Friedman was celebrating with her girlfriends in Virginia Beach, Va., about a month before she was supposed to be married last year when she was injured. After being pushed into the pool, she awkwardly hit the cement bottom. She knew immediately something was wrong.
"I instantly just stopped moving," Friedman says. She floated to the top, face up. Her friends were already in the water to help. This isn't a joke, she told them. Call 911.
The horseplay was no different from the way her friends had goofed around many times. Friedman could have just as easily pushed her friend in the water, she says. She refuses to even call the act a prank because that would imply some devious intent.
"People look at it like this is something that happened to me, but it happened to both of us," Friedman said of her friend.
Friedman is moving on with her life, learning how to play wheelchair rugby and using her knuckles instead of her fingers for tasks such as texting and responding to email.
Neither she nor her fiance, Chris Chapman, ever considered deserting the other. They'd been together for almost five years when the accident happened.

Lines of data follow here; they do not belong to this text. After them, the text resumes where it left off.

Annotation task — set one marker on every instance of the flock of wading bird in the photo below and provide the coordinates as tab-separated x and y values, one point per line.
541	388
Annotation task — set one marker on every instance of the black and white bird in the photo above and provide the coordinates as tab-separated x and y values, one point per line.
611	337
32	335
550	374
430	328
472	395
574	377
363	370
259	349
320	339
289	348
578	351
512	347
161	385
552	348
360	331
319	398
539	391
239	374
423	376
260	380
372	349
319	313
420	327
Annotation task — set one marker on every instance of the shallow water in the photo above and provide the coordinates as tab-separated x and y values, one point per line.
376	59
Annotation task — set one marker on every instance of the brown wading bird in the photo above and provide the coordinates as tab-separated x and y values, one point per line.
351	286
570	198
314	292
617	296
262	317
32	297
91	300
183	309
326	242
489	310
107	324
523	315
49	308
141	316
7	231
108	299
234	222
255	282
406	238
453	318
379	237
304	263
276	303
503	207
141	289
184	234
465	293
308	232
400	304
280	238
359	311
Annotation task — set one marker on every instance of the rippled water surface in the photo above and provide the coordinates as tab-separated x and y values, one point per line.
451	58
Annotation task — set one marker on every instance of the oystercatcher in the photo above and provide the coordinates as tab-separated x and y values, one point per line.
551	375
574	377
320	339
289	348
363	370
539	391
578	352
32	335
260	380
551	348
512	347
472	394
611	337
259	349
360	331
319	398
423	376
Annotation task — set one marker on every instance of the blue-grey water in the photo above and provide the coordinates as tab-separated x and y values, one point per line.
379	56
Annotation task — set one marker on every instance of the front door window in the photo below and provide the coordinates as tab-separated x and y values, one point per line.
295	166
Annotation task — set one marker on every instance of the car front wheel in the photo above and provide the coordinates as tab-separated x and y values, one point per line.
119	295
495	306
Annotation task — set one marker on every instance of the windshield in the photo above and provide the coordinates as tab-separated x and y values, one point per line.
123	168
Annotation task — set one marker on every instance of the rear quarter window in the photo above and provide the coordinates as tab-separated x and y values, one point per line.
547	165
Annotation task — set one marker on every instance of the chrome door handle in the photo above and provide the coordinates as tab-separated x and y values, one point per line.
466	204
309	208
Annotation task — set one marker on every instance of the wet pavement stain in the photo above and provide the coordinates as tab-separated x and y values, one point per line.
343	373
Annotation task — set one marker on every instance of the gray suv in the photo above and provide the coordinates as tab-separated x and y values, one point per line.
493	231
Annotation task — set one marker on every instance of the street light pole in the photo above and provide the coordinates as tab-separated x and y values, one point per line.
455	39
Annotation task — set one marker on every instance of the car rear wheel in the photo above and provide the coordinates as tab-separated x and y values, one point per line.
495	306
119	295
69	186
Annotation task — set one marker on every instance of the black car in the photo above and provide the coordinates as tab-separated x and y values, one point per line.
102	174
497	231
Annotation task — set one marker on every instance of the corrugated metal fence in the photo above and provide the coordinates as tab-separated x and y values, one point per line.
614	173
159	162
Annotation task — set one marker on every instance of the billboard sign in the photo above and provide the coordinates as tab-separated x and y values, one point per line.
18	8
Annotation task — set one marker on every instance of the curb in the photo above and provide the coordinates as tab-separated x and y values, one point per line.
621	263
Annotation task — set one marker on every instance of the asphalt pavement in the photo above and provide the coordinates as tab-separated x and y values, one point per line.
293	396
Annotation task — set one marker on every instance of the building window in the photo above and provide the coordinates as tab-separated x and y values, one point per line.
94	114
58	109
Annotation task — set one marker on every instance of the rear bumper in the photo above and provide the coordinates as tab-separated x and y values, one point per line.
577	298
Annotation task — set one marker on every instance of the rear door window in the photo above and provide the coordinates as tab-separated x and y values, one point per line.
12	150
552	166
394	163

"You have to know me and Chris to understand," Friedman says.
Chapman, a 28-year-old middle school science teacher in Spring Hope, echoes her.
"It was not, "What am I going to do?'" he says. "It was, "what are we doing to do?' ... I just didn't know what to do next. It was one step at a time."
The two will exchange vows in a ceremony at The Fearrington House in Pittsboro, with a reception in the village barn. Her favorite flowers, sunflowers, will take center stage. Wedding planning company 1-800-REGISTRY is paying for their ceremony and the honeymoon in Fiji.
"I'll be happy and relieved to see her coming down the aisle," Chapman says. "It's something we've been working on for quite a while."
The two grew up in Virginia Beach, but didn't meet until they were both students at East Carolina University in Greenville, becoming close friends while each dated other people. Once they started dating, he fell in love with her energy and personality.
"She was always positive, always upbeat, always ready to do something," he says. Now, he worries about keeping her active. He's learning to referee at wheelchair rugby, and she's trying to get a hand cycle so they can bicycle together. She also wants to learn wheelchair tennis.
"We're hoping to keep her active," he says. "And I'll go along and try to participate as much as I can."
Before she was injured, Friedman was a program coordinator at a senior activity center in Raleigh, where she planned parties and taught line dancing and light weightlifting. While the job didn't pay a lot, she felt blessed to be employed right out of college, to own a home with the man of her dreams and to be planning their wedding.
A typical day now is "kind of boring," she says. She often visits the senior center where she used to work and does whatever exercises she can at home. She has finished a round of rehab, but will get more advanced treatment in September, courtesy of a foundation called Walking with Anthony.
The foundation, based in Beverly Hills, Calif., will pay for Friedman and her mother to attend a three-week session at Project Walk in California. Founder Micki Purcell, whose son, Anthony, suffered a similar injury after diving in the ocean, says Friedman will get time to recover from that intensive treatment before the foundation pays for another session.
"It costs a lot of money to get out of a wheelchair," Purcell said Monday, adding that she believes Friedman is a perfect candidate to walk again.
An easier goal awaits Friedman after the wedding. The Beatles fan wants a tattoo of the peace sign drawn on the back of her neck, at the center, marking her injury. Underneath will be inked, "Let It Be."
"It symbolizes that I'm at peace with it," she says.